Perhaps Russia was to blame, but most likely its hands were full elsewhere-in the Napoleonic wars, in clashes with the Ottoman Empire on other fronts. Anyway, when Russia fully incorporated the Georgian statelets into its empire in 1801, their borders were for once secure. And ever since then, Georgia flourished: its population multiplied, many old churches and monasteries were rebuilt, and Georgian literature thrived. There was some degree of Russification, but it was relatively light, particularly by 19th century standards. But nobody has a greater sense of entitlement than Georgians, who are a very proud people. As soon as they took their sense of security for granted, they immediately started griping about "Russian oppression"-and they've never stopped griping ever since.

As twisted are the minds of all post-Soviet peoples, the Georgians are among the worst. I used to know an elderly Georgian painter in Moscow-a nice, mild-mannered fellow who used to be the honorable member of the USSR Artist's Union-a sign of distinction and privilege in those times. He longed for the return of the USSR with its "friendship of peoples," and at the same time supported ultra-nationalist Gamsakhurdia-a demagogic nutcase who was the first elected president of the independent Georgia in 1991, and who bears much responsibility for the disastrous civil wars there in the early 90's. This painter had another obvious, almost comical contradiction: his works were almost entirely devoted to Georgian history and landscapes (very nice pieces, btw, I have a few of them at home). Yet when called "the Georgian painter," he laughed dismissively: "No, I am Russian." It resembles the alleged episode with Stalin himself, who, presented with a performance of a Caucasian dance troupe, mumbled wryly, in his heavy accent: "I am da man of da Russian kooltura".

It is a funny thing, typical of many immigrants from the Caucasus. They can be aggressive towards Russians and assertive about their own ethnicity, but when meeting the likes of their own, prefer to show their "Russianness" as opposed to the other's being an uncivilized hick from the mountains. A few weeks ago a Georgian student killed an Azeri (or was it the other way around, I don't recall) with a knife at a Moscow school for his failure to speak Russian. I wonder how that fight developed?: "You dirty black-assed non-Russian churka!" "No, it is you who is a slimy, black-assed, goat-fucking non-Russian churka!":

As for the breakaway regions of Abkhazia and Ossetia, the situation is quite similar to Kosovo, where the US and the EU are pushing for independence and eventual takeover by a Greater Albania. If Kosovo deserves independence, why not Abkhazia or the Trans-Dniester region? Oh, because the last two want to join the "barbaric Russia"-instead of groveling in a long queue of petty Eastern European states as supplicants to the EU's largesse. This is incomprehensible and downright criminal of these idiots in Washington or Brussels.

In fact Abkhazia and South Ossetia deserve independence far more than Kosovo.

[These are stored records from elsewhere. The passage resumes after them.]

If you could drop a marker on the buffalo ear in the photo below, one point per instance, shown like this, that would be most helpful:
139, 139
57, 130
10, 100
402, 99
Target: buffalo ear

Serbian forces had no trouble subduing the Kosovo Albanian insurgency, and would never have left if not for NATO's bombardment of much of the infrastructure inside Serbia itself (never missing such targets as the Chinese Embassy). Georgia lost wars to the Abkhazian and Ossetian separatists-who got comparatively very little Russian help, nothing like the 1000 daily sorties NATO employed against Serbia.

The international system is pretty fucked up in this respect. The post-WWII arrangement in Europe was based on maintaining the status-quo and permanence of all state borders. And yet what's resulted has been a proliferation of some no-man's lands-from Northern Cyprus to Bosnia and Kosovo, Karabakh, Abkhazia and others. Maintaining the pretense of the status quo has become less and less tenable. This system is probably on its last legs-so maybe it's just time to stop pretending it still works. Borders are drawn on a map to be redrawn again. Let the emerging new "Concert of Europe"-the troika of France, Germany and Russia-settle it. Just keep out those Brits and Americans-and continental Europe will be better off.